Perdi o menino. Diga isso não hômi. Tudo é providência de Deus. O ambiente
tornou-se difícil depois do convite do padre.
Na
semana seguinte, Luquinha não comeu mais. Ficou amuado e caiu a vomitar. Dona
Celestina pôs-se em desespero. Bateu na casa de sinhá Preta, benzedeira e
parteira, fazedora de mezinhas que ressuscitavam defunto. A velha benzeu o
menino. Não é quebranto. Ele viu alguma coisa estranha. Está assustado. Só
vancês sabe o que foi. Procure consertar pela conciênça. Deem muito chá e faça
ele engolir pelo menos cabeça de galo. Se quisé tenho ovo lá em casa. O pobre
ta um sibite baleado. A velha se despediu. Esse cabra ta precisado de peia.
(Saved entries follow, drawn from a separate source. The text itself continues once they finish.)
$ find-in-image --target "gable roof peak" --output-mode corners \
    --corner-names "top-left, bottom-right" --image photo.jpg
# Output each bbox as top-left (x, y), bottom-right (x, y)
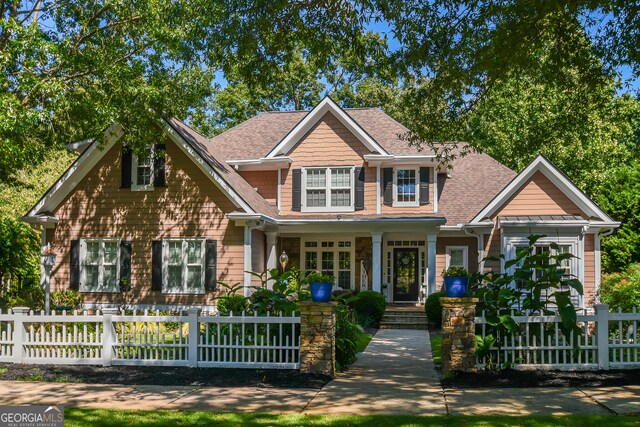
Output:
top-left (264, 96), bottom-right (389, 158)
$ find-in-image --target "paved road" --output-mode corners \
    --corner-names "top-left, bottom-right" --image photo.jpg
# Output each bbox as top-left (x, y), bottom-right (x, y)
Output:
top-left (2, 329), bottom-right (639, 416)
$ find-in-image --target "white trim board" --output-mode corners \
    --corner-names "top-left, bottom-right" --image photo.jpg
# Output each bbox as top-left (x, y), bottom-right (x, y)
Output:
top-left (265, 96), bottom-right (388, 158)
top-left (470, 154), bottom-right (616, 224)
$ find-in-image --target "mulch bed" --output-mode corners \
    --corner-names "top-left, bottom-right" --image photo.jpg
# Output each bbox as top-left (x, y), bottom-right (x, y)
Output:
top-left (0, 363), bottom-right (331, 389)
top-left (442, 368), bottom-right (640, 388)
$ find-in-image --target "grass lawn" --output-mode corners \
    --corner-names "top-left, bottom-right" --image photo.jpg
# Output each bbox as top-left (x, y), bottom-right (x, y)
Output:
top-left (64, 408), bottom-right (640, 427)
top-left (430, 333), bottom-right (442, 364)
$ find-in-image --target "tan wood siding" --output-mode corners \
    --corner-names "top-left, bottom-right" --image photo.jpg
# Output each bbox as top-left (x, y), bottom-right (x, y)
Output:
top-left (483, 228), bottom-right (502, 273)
top-left (584, 233), bottom-right (596, 304)
top-left (436, 236), bottom-right (479, 290)
top-left (239, 171), bottom-right (278, 207)
top-left (496, 171), bottom-right (586, 218)
top-left (49, 137), bottom-right (244, 306)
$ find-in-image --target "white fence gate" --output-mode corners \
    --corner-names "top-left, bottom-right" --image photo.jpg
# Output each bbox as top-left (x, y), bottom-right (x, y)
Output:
top-left (0, 307), bottom-right (300, 369)
top-left (476, 304), bottom-right (640, 370)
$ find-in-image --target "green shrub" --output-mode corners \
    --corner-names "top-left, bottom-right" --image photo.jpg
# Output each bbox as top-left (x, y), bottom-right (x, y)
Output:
top-left (442, 266), bottom-right (468, 277)
top-left (217, 294), bottom-right (249, 315)
top-left (600, 263), bottom-right (640, 312)
top-left (348, 290), bottom-right (386, 327)
top-left (335, 301), bottom-right (364, 370)
top-left (425, 291), bottom-right (445, 327)
top-left (51, 289), bottom-right (83, 309)
top-left (1, 285), bottom-right (44, 311)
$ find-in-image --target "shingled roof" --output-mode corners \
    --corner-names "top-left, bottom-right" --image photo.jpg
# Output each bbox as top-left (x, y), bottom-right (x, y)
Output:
top-left (169, 107), bottom-right (514, 224)
top-left (208, 108), bottom-right (438, 161)
top-left (438, 152), bottom-right (516, 225)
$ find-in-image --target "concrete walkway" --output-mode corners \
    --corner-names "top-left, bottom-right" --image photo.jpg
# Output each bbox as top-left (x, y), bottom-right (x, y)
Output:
top-left (2, 329), bottom-right (640, 416)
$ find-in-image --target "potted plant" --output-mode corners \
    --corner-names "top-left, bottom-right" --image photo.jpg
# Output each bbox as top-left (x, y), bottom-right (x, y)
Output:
top-left (442, 266), bottom-right (469, 297)
top-left (305, 272), bottom-right (334, 303)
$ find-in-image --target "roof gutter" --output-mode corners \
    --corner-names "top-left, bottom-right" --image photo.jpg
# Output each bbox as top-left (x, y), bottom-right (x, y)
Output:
top-left (226, 157), bottom-right (292, 171)
top-left (364, 154), bottom-right (437, 166)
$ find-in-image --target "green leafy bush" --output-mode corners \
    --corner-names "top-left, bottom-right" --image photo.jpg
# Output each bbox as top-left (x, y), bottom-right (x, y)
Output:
top-left (216, 282), bottom-right (249, 315)
top-left (51, 289), bottom-right (83, 310)
top-left (600, 263), bottom-right (640, 312)
top-left (442, 266), bottom-right (468, 277)
top-left (335, 301), bottom-right (365, 370)
top-left (1, 285), bottom-right (44, 311)
top-left (425, 291), bottom-right (445, 327)
top-left (305, 272), bottom-right (334, 284)
top-left (348, 290), bottom-right (386, 327)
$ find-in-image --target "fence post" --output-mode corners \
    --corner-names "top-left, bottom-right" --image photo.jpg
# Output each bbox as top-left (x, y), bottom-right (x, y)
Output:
top-left (11, 307), bottom-right (30, 364)
top-left (187, 308), bottom-right (201, 368)
top-left (101, 308), bottom-right (119, 366)
top-left (595, 303), bottom-right (610, 370)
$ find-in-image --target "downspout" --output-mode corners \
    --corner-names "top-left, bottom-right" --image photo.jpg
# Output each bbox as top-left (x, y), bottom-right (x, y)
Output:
top-left (464, 227), bottom-right (484, 274)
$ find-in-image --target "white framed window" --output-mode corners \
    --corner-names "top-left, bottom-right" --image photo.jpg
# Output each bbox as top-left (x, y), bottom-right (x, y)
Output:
top-left (80, 238), bottom-right (120, 292)
top-left (393, 167), bottom-right (419, 207)
top-left (132, 146), bottom-right (154, 191)
top-left (301, 166), bottom-right (354, 212)
top-left (163, 238), bottom-right (205, 294)
top-left (302, 238), bottom-right (354, 289)
top-left (445, 246), bottom-right (468, 271)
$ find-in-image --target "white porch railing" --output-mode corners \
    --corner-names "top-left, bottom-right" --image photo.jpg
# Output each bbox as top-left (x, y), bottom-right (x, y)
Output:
top-left (0, 307), bottom-right (300, 369)
top-left (476, 304), bottom-right (640, 370)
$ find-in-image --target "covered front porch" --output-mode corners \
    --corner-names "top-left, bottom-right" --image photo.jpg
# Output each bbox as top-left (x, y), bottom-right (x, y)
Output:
top-left (236, 216), bottom-right (450, 303)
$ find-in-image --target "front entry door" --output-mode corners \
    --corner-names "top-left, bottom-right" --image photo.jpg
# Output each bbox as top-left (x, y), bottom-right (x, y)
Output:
top-left (393, 248), bottom-right (419, 302)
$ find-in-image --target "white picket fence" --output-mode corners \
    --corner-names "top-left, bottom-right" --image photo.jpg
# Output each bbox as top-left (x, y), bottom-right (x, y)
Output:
top-left (476, 304), bottom-right (640, 370)
top-left (0, 307), bottom-right (300, 369)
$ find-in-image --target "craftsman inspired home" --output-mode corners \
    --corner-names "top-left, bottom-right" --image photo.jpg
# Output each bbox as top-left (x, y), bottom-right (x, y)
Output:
top-left (22, 97), bottom-right (620, 311)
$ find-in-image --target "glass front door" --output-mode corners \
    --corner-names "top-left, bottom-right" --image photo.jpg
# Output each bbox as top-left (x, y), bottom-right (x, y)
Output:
top-left (393, 248), bottom-right (419, 302)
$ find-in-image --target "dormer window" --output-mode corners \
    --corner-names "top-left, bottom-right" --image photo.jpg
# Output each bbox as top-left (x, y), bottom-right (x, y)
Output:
top-left (301, 167), bottom-right (354, 212)
top-left (132, 146), bottom-right (154, 191)
top-left (393, 168), bottom-right (419, 207)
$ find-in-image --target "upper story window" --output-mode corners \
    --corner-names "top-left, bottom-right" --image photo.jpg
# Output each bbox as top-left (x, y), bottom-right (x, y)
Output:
top-left (302, 167), bottom-right (354, 212)
top-left (80, 238), bottom-right (120, 292)
top-left (393, 168), bottom-right (419, 207)
top-left (132, 146), bottom-right (154, 191)
top-left (163, 238), bottom-right (205, 294)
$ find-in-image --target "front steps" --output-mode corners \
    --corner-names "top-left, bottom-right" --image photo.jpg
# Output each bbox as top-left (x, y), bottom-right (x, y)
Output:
top-left (380, 305), bottom-right (428, 330)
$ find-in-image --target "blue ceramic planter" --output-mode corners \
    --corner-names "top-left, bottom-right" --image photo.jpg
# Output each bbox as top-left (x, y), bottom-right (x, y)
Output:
top-left (444, 276), bottom-right (469, 297)
top-left (310, 282), bottom-right (333, 303)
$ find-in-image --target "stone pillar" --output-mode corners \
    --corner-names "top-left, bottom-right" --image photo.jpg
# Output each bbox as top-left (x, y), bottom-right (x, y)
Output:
top-left (299, 302), bottom-right (336, 377)
top-left (441, 297), bottom-right (479, 375)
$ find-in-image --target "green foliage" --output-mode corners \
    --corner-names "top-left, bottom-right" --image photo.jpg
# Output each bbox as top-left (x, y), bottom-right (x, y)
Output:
top-left (595, 162), bottom-right (640, 272)
top-left (442, 267), bottom-right (468, 278)
top-left (216, 282), bottom-right (249, 315)
top-left (600, 264), bottom-right (640, 313)
top-left (0, 285), bottom-right (44, 312)
top-left (425, 291), bottom-right (445, 328)
top-left (0, 215), bottom-right (40, 291)
top-left (304, 272), bottom-right (334, 284)
top-left (51, 290), bottom-right (84, 310)
top-left (334, 300), bottom-right (365, 370)
top-left (470, 235), bottom-right (584, 369)
top-left (348, 290), bottom-right (386, 327)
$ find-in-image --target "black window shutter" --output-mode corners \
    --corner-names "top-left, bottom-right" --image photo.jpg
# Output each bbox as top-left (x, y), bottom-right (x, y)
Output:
top-left (121, 149), bottom-right (132, 189)
top-left (419, 167), bottom-right (430, 205)
top-left (383, 168), bottom-right (393, 205)
top-left (70, 240), bottom-right (80, 291)
top-left (120, 241), bottom-right (132, 287)
top-left (205, 240), bottom-right (217, 292)
top-left (153, 144), bottom-right (166, 187)
top-left (151, 240), bottom-right (162, 291)
top-left (354, 167), bottom-right (365, 211)
top-left (292, 169), bottom-right (302, 211)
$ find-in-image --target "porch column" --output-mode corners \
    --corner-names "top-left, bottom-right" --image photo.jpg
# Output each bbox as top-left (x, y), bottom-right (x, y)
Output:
top-left (265, 231), bottom-right (278, 271)
top-left (371, 232), bottom-right (383, 293)
top-left (427, 231), bottom-right (437, 296)
top-left (243, 225), bottom-right (253, 296)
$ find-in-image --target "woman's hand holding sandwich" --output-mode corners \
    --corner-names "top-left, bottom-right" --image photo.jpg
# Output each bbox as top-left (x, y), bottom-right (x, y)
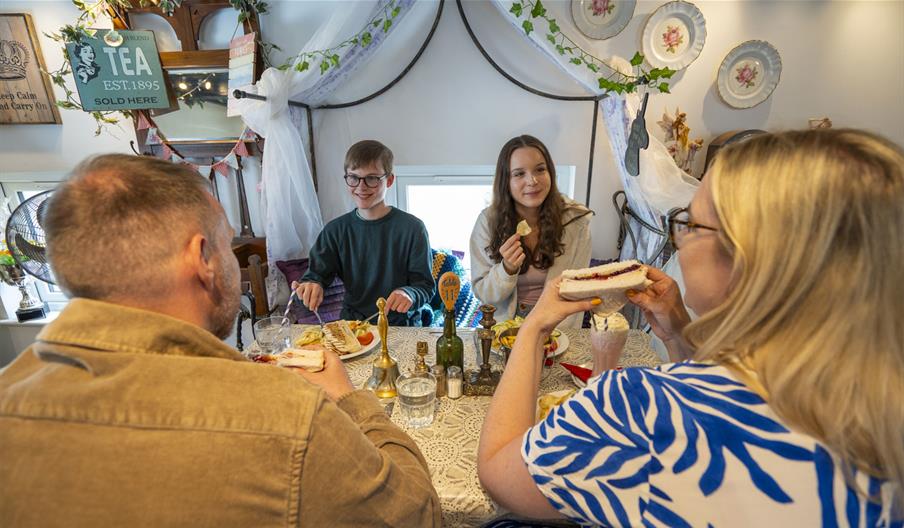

Diga isso não, Zé, causa revolta no pobre. Tu sabe o que é. A gente pode até
perder esse inocente. É da vez que eu me jogo cacimbão abaixo. Deixe de suas
milacria, condenada!
No
outro dia o padre Totonho amanheceu na porta. Trouxe uma caixa com muita
farinha, feijão, queijo, rapadura e carne de sol. Vez ou outra ele aparecia com
esses tesouros. Zé Bebé tomou um susto. Nessa hora de seca extrema, se a gente
não se ajudar, morremos todos de fome. Foi Jesus que mandou. Não se envergonhe
não. Dona Celestina fez o sinal da cruz e agradeceu a generosidade.
Perguntando
pelo menino, teve a notícia da doença. O sacerdote foi até a cama, abriu a
janela do casebre e olhou os olhos de Luquinha. Deixa eu levar esse menino para
a cidade. É coisa de médico. O casal se entreolhou. Eu agradeço vossa bondade
padre, mas a gente já ta dando um chá aqui mesmo. Sinhá Preta teve aqui. É
pantim de menino-buchudo. Inventô essa manha agora. O sacerdote alertou sobre a
magreza de Luquinha e, com muito custo, saiu dali com ele. O diabo quando não
vem, manda secretário! Celestino, hômi de Deus, não diga uma blasfêmia dessa!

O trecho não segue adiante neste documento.